From here, you will need to analyse the input and potentially the behaviour of the program. The debugging process from here is unfortunately less well-defined, so you will need to apply some expertise here. Happy hunting!
A brief introduction to fuzzers
Fuzzing, or fuzz testing, is the process of providing generated data to a program under test. The most common variety of fuzzers are mutational fuzzers; given a set of existing inputs (a "corpus"), it will attempt to slightly change (or "mutate") these inputs into new inputs that cover parts of the code that haven't yet been observed. Using this strategy, we can quite efficiently generate testcases which cover significant portions of the program, both with expected and unexpected data. This is really quite effective for finding bugs.
The fuzzers here use cargo-fuzz, a utility which allows
Rust to integrate with libFuzzer, the fuzzer library built
into LLVM.
Each source file present in fuzz_targets is a harness, which is, in effect, a unit
test which can handle different inputs.
When an input is provided to a harness, the harness processes this data and libFuzzer observes the
code coverage and any special values used in comparisons over the course of the run.

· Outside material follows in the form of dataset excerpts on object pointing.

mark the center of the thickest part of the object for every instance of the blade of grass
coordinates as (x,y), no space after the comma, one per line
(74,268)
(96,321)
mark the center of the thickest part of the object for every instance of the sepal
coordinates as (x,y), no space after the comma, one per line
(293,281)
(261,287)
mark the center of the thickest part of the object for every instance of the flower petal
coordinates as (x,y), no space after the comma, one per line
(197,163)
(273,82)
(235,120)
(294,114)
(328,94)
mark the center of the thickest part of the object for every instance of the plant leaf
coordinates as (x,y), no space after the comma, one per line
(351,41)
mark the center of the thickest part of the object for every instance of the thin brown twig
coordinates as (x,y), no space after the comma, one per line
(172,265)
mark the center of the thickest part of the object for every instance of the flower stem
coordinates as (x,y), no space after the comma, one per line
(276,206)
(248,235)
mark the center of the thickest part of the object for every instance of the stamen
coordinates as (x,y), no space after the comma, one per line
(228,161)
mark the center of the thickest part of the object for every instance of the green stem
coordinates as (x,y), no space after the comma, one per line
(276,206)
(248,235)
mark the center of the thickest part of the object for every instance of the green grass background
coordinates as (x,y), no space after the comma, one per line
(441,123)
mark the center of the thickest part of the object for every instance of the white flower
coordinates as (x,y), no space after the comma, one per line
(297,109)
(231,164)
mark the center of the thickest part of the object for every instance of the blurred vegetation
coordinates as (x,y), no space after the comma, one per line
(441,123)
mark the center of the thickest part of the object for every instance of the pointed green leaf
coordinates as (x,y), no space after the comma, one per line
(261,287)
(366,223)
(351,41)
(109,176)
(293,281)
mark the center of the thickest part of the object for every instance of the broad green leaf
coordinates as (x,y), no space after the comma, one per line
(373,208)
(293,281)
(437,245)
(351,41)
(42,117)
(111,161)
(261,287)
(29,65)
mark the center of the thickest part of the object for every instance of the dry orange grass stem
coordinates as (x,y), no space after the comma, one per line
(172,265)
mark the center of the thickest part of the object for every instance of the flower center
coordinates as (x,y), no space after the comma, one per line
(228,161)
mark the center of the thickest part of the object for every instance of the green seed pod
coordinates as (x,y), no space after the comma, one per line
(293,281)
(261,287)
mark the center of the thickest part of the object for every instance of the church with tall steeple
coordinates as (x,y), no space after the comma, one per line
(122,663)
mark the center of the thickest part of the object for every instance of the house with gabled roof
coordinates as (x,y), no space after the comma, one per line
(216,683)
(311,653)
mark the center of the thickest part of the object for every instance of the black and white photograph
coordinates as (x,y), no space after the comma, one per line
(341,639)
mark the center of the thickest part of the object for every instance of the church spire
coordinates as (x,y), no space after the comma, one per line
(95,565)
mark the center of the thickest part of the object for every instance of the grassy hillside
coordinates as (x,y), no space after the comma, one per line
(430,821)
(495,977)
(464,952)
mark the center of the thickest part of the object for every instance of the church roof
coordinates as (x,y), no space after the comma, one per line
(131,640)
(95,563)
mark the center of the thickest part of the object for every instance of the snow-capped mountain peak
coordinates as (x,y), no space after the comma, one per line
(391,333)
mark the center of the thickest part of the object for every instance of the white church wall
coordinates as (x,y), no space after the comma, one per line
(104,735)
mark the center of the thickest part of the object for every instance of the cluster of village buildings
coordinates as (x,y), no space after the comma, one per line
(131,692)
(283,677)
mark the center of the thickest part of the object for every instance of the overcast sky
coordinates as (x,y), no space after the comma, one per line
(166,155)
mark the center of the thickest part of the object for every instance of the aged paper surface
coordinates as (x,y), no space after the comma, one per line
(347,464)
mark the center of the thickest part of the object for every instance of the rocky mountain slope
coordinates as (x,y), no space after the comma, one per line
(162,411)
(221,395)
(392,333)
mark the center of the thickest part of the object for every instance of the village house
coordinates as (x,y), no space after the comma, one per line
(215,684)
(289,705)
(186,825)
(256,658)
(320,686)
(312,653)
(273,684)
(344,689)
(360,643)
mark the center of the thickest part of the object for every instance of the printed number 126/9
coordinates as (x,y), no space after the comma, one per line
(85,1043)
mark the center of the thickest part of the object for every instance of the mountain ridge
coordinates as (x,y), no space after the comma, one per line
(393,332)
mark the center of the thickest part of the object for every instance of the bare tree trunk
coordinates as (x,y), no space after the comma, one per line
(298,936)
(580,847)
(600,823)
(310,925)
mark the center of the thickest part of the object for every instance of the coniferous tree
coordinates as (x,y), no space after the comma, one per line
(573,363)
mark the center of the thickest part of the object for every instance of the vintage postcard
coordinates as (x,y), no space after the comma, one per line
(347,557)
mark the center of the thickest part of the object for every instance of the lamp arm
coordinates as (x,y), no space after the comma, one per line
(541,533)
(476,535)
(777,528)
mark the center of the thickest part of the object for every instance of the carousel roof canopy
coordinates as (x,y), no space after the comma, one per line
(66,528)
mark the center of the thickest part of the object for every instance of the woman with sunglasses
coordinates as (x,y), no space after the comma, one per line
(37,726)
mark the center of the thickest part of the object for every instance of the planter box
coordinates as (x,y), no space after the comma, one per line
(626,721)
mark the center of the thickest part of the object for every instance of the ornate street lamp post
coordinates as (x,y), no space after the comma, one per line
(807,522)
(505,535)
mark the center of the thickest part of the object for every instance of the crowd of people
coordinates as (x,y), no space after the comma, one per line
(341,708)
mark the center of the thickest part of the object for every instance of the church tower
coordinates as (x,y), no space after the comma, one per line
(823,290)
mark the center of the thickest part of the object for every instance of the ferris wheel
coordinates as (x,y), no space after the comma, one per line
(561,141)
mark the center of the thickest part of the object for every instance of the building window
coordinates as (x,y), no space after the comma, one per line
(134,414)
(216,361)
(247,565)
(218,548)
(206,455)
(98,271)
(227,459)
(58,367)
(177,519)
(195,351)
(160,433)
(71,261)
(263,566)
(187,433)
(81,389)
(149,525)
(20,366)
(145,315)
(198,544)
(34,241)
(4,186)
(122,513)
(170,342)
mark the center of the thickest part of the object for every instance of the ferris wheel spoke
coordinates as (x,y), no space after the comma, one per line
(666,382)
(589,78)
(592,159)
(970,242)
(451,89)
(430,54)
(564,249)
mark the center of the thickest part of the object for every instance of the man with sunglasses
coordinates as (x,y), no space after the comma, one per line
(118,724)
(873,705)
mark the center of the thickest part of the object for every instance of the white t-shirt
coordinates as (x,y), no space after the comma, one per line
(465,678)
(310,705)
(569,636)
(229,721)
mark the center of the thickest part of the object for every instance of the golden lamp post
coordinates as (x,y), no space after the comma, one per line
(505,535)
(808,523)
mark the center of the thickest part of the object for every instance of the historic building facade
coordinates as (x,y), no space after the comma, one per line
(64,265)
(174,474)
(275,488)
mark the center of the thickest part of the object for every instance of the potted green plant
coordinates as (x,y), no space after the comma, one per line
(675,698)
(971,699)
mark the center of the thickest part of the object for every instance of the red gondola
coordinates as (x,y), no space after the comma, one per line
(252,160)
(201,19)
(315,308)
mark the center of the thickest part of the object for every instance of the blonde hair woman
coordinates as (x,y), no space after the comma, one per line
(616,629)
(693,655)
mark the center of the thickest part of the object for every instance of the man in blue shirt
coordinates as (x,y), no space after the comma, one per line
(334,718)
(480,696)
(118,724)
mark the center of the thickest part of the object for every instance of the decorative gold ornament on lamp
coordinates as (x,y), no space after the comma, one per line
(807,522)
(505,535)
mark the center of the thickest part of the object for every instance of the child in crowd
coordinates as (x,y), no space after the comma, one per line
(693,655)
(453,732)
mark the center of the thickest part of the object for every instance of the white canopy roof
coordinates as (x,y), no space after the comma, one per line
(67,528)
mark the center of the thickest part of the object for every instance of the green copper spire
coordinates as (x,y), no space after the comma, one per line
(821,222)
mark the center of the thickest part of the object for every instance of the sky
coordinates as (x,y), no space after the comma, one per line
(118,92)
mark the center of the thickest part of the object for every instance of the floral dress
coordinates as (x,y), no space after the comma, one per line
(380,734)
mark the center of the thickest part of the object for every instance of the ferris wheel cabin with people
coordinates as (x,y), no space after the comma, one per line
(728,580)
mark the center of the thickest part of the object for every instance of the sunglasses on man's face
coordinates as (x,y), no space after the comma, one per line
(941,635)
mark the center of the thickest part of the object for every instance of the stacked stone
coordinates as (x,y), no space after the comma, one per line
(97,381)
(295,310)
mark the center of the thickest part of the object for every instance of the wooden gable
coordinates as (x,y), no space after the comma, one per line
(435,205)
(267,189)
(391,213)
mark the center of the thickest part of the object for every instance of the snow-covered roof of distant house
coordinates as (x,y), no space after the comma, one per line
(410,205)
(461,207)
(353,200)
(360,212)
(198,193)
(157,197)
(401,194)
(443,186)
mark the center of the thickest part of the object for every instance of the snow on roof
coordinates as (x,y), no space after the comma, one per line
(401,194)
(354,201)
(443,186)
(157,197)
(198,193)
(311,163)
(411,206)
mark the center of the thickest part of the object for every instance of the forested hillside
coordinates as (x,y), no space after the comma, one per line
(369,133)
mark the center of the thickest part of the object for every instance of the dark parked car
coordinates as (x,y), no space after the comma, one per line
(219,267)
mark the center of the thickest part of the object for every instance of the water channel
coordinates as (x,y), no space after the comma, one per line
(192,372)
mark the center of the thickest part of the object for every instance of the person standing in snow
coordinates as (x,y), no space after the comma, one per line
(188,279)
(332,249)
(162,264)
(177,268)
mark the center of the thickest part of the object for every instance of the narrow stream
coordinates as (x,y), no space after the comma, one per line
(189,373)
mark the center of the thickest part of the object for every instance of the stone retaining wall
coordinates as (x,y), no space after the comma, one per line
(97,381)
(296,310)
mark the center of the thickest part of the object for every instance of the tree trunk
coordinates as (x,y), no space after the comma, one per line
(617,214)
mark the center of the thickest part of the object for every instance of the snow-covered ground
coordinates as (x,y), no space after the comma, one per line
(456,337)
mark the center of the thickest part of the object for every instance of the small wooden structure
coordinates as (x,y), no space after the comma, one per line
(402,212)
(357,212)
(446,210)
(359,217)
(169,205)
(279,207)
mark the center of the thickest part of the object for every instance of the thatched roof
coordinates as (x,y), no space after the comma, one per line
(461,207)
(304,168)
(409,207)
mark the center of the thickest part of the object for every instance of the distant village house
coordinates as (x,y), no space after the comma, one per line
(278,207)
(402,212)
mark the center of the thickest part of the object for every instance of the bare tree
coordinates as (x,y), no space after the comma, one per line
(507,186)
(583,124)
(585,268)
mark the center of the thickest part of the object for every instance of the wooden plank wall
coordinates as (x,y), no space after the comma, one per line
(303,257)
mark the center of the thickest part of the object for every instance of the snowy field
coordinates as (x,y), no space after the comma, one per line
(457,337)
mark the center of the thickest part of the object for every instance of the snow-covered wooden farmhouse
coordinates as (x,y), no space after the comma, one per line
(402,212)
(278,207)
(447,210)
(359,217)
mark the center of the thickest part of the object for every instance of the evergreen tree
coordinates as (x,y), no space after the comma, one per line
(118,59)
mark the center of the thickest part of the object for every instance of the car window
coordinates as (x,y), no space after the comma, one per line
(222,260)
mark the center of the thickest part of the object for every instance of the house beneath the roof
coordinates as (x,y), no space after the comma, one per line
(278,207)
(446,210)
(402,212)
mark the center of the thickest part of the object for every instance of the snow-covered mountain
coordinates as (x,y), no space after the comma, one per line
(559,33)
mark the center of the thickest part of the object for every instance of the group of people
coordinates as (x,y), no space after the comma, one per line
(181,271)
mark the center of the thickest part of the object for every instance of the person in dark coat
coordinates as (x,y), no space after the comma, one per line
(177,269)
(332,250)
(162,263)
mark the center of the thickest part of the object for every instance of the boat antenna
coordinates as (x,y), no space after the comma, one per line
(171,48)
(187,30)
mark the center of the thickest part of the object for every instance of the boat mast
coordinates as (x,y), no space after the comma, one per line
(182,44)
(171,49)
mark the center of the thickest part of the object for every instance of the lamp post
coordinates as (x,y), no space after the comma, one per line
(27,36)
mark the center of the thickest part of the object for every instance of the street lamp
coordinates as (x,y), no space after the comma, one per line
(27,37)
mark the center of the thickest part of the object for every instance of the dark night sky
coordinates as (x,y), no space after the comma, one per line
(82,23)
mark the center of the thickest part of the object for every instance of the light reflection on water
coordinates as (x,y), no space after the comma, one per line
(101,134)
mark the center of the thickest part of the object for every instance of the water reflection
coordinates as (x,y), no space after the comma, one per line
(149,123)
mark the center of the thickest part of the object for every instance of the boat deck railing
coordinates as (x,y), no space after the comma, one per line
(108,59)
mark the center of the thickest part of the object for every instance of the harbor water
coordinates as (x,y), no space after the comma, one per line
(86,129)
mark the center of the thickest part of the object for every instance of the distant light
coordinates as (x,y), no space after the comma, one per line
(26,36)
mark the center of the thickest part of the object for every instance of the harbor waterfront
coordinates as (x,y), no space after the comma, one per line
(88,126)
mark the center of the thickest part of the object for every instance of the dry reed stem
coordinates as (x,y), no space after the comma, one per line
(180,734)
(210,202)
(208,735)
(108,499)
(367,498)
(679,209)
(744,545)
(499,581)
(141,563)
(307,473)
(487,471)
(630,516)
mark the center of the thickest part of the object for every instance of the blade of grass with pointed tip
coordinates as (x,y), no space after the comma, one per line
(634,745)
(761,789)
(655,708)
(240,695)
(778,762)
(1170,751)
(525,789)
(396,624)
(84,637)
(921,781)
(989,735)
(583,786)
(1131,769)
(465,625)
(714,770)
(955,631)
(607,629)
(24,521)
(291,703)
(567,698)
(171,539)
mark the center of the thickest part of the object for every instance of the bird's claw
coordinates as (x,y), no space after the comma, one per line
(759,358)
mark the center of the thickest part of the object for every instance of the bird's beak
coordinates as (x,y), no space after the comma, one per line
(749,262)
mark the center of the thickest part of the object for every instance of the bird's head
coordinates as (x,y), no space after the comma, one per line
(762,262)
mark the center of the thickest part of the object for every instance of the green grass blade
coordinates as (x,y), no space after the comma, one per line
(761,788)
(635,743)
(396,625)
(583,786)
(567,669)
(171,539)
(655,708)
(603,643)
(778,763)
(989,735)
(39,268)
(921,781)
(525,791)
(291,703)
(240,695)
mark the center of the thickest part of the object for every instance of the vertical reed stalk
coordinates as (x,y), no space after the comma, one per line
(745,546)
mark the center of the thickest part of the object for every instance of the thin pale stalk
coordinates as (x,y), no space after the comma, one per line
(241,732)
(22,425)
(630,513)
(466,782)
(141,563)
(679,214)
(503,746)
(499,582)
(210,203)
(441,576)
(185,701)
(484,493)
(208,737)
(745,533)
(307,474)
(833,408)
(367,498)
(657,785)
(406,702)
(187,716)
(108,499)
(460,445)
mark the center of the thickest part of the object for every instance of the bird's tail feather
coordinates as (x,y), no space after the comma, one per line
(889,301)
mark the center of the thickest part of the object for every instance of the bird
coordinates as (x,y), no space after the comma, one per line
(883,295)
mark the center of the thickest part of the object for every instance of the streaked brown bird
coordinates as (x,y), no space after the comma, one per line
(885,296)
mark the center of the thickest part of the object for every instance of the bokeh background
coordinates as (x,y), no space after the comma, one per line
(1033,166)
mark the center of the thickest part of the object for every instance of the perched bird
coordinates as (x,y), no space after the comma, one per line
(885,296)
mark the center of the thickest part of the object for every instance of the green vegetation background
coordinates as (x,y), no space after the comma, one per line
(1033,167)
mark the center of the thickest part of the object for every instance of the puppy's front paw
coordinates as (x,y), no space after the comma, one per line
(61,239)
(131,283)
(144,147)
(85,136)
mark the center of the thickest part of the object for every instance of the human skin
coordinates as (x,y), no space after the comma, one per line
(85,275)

Special values are preserved for future mutations and inputs which cover new regions of code are
added to the corpus.
Each fuzzer harness in detail
Each fuzzer harness in fuzz_targets targets a different aspect of Ruff and tests
them in different ways. While there is implementation-specific documentation in the source code
itself, each harness is briefly described below.
ty_check_invalid_syntax
This fuzz harness checks that the type checker (ty) does not panic when checking a source file with invalid syntax. This rejects any corpus entries that is already valid Python code. Currently, this is limited to syntax errors that's produced by Ruff's Python parser which means that it does not cover all possible syntax errors (https://github.com/astral-sh/ruff/issues/11934). A possible workaround for now would be to bypass the parser and run the type checker on all inputs regardless of syntax errors.
ruff_parse_simple
This fuzz harness does not perform any "smart" testing of Ruff; it merely checks that the parsing and unparsing of a particular input (what would normally be a source code file) does not crash. It also attempts to verify that the locations of tokens and errors identified do not fall in the middle of a UTF-8 code point, which may cause downstream panics. While this is unlikely to find any issues on its own, it executes very quickly and covers a large and diverse code region that may speed up the generation of inputs and therefore make a more valuable corpus quickly. It is particularly useful if you skip the dataset generation.
ruff_parse_idempotency
This fuzz harness checks that Ruff's parser is idempotent in order to check that it is not
incorrectly parsing or unparsing an input.
It can be built in two modes: default (where it is only checked that the parser does not enter an
unstable state) or full idempotency (the parser is checked to ensure that it will always produce
the same output after the first unparsing).
Full idempotency mode can be used by enabling the full-idempotency feature when running the
fuzzer, but this may be too strict of a restriction for initial testing.
ruff_fix_validity
This fuzz harness checks that fixes applied by Ruff do not introduce new errors using the existing
ruff_linter::test::test_snippet testing utility.
It currently is only configured to use default settings, but may be extended in future versions to
test non-default linter settings.
ruff_formatter_idempotency
This fuzz harness ensures that the formatter is idempotent which detects possible unsteady states of Ruff's formatter.
ruff_formatter_validity
This fuzz harness checks that Ruff's formatter does not introduce new linter errors/warnings by linting once, counting the number of each error type, then formatting, then linting again and ensuring that the number of each error type does not increase across formats. This has the beneficial side effect of discovering cases where the linter does not discover a lint error when it should have due to a formatting inconsistency.